12
Nov
10

i will trust you

Hopes turned to fear. Joy turned to tears. Life turned to death. And I sit here again. Not knowing what to do. Not knowing what to say. Not knowing what to feel.

Lost in time. Lost for words. Thinking ahead makes no sense. Thinking about yesterday hurts. So today is all I’ve got. I feel like hiding. I feel like hibernating. I feel like disappearing. But here I am.

Your plans are good. Your plans are perfect. Your love is perfect. You are perfect. You love me. Just the way I am. You don’t judge me in my darkness. You call me into the light. I want to come, but I can’t. Not yet. Not now. You wait. You invite me. It’s okay to say no.

You will always be there. You will always guide me. Even when I don’t believe that you will. You are not mad at me. You embrace me in my disappointment. You cry with me. I cry so much. Tears are tiring.But tears are all I have.

I can’t express what I feel.

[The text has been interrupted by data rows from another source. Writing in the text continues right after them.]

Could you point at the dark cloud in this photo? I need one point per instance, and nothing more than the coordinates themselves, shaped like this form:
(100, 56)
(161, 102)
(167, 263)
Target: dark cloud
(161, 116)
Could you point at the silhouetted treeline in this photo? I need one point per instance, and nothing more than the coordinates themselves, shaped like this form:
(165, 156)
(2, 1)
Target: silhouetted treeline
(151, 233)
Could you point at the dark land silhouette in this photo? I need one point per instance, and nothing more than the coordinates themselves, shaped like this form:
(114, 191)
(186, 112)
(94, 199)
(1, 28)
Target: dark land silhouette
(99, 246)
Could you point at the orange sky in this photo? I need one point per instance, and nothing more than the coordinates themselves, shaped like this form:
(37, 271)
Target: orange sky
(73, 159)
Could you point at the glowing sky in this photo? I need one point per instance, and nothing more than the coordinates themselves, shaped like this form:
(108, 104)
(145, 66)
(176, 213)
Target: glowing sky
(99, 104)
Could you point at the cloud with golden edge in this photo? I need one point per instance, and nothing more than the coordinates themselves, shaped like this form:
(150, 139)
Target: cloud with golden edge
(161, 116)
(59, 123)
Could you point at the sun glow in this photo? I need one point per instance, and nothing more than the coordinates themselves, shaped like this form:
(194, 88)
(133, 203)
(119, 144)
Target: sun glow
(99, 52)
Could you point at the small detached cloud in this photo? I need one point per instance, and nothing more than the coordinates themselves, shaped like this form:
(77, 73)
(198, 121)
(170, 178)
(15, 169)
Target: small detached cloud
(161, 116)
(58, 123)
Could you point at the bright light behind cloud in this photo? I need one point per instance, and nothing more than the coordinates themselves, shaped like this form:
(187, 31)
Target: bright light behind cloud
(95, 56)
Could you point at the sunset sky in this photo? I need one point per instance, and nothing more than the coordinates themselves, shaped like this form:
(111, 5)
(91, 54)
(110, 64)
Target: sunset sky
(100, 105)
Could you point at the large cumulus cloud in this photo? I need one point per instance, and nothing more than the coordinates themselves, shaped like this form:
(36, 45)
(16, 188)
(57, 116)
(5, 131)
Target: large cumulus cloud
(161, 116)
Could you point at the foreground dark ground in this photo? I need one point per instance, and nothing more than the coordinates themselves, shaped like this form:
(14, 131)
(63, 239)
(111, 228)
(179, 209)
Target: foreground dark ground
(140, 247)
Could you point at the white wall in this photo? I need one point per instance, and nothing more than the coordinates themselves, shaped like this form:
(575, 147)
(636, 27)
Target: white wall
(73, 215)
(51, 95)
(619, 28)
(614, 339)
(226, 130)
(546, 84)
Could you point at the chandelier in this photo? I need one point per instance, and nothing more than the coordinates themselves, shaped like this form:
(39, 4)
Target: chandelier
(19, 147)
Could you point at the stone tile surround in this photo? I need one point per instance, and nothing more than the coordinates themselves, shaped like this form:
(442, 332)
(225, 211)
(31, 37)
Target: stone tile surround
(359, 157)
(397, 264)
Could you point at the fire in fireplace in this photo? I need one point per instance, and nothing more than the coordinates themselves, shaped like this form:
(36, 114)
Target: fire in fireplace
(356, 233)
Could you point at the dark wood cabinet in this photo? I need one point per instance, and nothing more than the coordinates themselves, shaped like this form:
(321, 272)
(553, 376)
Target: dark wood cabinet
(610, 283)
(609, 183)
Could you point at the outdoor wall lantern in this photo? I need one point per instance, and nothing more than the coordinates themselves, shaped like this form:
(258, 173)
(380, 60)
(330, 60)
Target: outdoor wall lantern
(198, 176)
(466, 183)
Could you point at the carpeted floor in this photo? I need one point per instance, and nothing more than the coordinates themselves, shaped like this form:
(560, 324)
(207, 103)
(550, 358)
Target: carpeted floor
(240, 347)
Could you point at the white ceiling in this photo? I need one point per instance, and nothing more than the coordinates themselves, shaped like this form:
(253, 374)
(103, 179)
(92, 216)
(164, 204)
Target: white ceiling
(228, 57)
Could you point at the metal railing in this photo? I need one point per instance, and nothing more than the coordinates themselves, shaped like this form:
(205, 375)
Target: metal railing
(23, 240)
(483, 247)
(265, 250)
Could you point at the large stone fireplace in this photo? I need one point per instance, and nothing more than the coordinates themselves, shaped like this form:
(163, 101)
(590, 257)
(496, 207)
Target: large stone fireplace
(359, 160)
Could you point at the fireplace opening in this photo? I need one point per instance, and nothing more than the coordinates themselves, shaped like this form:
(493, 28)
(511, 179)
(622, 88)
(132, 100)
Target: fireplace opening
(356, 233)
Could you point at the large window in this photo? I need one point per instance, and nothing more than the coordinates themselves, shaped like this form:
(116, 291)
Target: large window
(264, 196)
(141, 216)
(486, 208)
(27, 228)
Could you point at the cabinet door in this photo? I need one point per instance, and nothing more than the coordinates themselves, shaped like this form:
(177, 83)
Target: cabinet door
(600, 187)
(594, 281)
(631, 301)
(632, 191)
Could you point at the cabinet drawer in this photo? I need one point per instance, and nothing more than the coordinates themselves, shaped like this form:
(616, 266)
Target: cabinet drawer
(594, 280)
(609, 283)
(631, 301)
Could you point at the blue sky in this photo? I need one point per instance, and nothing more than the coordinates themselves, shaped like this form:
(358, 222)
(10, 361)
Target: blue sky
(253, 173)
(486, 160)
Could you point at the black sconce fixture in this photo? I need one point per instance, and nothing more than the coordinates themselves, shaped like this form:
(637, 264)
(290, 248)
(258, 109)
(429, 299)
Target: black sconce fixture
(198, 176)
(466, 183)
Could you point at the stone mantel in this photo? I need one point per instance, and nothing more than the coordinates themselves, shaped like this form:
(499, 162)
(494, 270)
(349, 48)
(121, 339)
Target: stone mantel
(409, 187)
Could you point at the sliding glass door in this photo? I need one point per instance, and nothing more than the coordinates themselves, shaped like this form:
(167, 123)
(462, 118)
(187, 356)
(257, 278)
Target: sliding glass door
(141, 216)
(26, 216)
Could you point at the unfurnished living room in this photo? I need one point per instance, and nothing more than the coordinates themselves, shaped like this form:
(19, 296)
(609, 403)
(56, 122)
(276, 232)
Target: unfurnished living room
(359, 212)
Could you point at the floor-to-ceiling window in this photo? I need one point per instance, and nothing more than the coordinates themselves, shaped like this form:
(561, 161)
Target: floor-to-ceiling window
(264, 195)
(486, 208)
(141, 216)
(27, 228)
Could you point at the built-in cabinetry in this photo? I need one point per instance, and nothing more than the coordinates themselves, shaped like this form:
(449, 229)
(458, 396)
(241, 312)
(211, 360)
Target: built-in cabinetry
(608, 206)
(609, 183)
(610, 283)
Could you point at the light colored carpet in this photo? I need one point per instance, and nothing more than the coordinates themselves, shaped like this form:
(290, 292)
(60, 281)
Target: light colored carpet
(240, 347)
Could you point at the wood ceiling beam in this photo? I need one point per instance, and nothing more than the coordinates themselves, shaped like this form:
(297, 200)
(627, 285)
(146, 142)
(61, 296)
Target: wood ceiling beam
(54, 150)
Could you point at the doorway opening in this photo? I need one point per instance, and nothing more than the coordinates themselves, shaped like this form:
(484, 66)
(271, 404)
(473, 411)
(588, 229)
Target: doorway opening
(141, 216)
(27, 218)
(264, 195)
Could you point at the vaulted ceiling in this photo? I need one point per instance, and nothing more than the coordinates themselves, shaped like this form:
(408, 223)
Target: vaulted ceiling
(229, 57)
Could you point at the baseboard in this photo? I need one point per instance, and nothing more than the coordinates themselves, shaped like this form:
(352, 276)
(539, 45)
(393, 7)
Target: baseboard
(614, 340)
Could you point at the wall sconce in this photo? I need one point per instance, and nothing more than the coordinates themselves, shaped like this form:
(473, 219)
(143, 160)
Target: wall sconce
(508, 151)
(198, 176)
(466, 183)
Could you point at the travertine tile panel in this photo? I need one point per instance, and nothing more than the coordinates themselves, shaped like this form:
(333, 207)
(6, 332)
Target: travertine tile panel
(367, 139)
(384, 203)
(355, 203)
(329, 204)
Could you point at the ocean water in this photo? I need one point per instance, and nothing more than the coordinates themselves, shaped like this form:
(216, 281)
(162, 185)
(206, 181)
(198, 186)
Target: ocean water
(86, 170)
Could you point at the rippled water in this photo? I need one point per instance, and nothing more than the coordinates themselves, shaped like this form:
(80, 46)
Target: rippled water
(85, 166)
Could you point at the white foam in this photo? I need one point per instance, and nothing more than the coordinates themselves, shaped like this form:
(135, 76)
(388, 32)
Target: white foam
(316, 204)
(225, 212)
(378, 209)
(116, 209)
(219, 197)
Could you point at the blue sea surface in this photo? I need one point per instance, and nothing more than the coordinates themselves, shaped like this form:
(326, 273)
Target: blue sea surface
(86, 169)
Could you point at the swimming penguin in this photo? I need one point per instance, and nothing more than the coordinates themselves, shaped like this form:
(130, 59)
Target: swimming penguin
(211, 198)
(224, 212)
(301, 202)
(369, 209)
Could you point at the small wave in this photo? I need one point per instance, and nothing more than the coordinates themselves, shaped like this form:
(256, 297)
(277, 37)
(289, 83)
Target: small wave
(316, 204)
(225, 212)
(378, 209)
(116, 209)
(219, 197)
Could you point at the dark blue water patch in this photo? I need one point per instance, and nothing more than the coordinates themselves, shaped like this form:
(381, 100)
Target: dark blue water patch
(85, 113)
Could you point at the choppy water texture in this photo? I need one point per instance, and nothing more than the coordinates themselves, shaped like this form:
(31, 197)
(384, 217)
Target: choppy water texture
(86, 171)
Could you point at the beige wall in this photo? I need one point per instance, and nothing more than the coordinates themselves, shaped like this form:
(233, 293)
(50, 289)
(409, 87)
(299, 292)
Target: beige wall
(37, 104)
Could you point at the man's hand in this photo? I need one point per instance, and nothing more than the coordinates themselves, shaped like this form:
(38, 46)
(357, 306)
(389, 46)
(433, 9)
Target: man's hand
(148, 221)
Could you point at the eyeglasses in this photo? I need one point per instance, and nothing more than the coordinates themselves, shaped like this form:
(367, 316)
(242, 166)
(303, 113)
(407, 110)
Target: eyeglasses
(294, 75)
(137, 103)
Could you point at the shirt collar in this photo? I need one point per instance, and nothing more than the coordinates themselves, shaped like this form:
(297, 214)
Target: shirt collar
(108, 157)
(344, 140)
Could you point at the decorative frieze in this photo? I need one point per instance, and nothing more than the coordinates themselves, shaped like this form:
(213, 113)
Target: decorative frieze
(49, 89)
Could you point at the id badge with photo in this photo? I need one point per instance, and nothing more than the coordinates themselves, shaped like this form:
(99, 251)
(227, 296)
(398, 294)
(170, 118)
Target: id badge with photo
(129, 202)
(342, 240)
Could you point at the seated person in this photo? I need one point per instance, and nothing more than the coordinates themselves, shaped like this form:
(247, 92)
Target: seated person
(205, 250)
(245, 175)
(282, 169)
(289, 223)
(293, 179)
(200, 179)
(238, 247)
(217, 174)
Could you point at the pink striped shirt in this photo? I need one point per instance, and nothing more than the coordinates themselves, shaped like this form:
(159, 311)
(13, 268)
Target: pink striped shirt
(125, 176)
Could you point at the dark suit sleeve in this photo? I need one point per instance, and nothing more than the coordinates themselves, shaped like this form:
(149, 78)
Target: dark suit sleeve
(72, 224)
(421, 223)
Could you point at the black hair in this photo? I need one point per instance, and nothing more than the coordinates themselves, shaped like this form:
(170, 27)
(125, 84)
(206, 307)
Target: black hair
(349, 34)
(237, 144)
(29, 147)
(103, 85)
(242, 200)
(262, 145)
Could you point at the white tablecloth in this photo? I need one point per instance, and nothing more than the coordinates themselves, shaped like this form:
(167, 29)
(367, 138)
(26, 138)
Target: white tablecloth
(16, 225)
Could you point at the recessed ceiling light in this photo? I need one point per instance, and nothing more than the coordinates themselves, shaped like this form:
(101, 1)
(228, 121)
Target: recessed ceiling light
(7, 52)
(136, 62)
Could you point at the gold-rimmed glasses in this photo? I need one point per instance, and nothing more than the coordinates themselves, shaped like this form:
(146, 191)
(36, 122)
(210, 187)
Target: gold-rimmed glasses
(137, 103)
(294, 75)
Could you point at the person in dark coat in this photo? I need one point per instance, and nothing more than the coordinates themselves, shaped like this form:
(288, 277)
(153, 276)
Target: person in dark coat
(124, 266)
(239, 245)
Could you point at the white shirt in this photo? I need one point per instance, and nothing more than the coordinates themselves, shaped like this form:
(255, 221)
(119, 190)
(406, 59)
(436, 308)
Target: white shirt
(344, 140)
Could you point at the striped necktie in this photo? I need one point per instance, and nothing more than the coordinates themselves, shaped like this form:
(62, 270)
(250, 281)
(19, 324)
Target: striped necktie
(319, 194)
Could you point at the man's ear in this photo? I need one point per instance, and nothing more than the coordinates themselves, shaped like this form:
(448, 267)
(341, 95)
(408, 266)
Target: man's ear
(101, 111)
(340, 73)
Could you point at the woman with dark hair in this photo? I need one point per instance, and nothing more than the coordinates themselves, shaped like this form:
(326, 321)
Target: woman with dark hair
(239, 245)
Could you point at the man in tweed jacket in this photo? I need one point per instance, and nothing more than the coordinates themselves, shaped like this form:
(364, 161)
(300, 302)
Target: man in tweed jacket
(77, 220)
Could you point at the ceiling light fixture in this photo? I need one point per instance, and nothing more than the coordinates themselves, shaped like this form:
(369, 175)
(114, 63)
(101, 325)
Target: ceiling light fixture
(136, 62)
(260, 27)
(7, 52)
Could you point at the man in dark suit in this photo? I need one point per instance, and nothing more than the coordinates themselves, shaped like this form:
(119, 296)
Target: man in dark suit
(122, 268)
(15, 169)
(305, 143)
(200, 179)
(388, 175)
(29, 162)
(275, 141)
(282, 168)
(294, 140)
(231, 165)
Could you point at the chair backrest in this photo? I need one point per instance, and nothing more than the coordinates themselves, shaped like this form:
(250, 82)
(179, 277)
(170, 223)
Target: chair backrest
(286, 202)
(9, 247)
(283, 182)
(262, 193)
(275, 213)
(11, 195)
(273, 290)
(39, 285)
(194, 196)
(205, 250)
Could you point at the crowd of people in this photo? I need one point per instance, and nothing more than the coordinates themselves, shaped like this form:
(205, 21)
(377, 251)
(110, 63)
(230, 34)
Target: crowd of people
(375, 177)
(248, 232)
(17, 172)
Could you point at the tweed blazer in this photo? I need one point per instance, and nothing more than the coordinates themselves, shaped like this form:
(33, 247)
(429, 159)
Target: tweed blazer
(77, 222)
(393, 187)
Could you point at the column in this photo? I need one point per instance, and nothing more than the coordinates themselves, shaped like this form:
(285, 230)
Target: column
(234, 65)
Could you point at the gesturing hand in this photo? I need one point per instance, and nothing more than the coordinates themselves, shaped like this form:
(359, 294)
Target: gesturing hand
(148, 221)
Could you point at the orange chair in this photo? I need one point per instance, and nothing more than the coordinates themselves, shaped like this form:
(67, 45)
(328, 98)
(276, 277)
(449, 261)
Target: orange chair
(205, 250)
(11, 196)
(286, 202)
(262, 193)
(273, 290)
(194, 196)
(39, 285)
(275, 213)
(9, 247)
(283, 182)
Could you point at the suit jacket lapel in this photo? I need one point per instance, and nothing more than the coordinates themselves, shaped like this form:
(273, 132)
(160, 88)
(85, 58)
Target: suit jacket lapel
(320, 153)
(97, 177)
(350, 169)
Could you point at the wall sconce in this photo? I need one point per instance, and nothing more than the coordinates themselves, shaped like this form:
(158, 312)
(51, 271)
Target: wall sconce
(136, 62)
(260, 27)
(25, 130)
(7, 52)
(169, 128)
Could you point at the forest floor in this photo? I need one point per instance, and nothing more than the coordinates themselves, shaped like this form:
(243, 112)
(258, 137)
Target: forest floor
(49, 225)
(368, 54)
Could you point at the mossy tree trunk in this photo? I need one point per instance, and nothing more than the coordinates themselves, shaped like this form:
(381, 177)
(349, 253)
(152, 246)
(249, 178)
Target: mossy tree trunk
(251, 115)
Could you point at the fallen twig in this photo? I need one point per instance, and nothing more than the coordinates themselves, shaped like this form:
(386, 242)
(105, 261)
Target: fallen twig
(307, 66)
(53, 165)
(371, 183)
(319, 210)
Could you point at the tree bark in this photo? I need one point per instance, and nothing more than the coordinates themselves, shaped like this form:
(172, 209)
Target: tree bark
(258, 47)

What’s there to say. Nothing I say will change what happened. It hurts. But I will trust you. I choose you God. The ball is back in your court. I trust that you will bring life, joy, and hope back in me again. I don’t have it in me. But you do. And you will give it to me. The way you see it’s best.

I know trust is shattered. It’s okay. You don’t judge me for my apprehensiveness. You will rebuild the trust. That’s your job. Not mine. You are the one who works out my salvation. Not me.

 

Thanks for being here. Somewhere. I will trust you!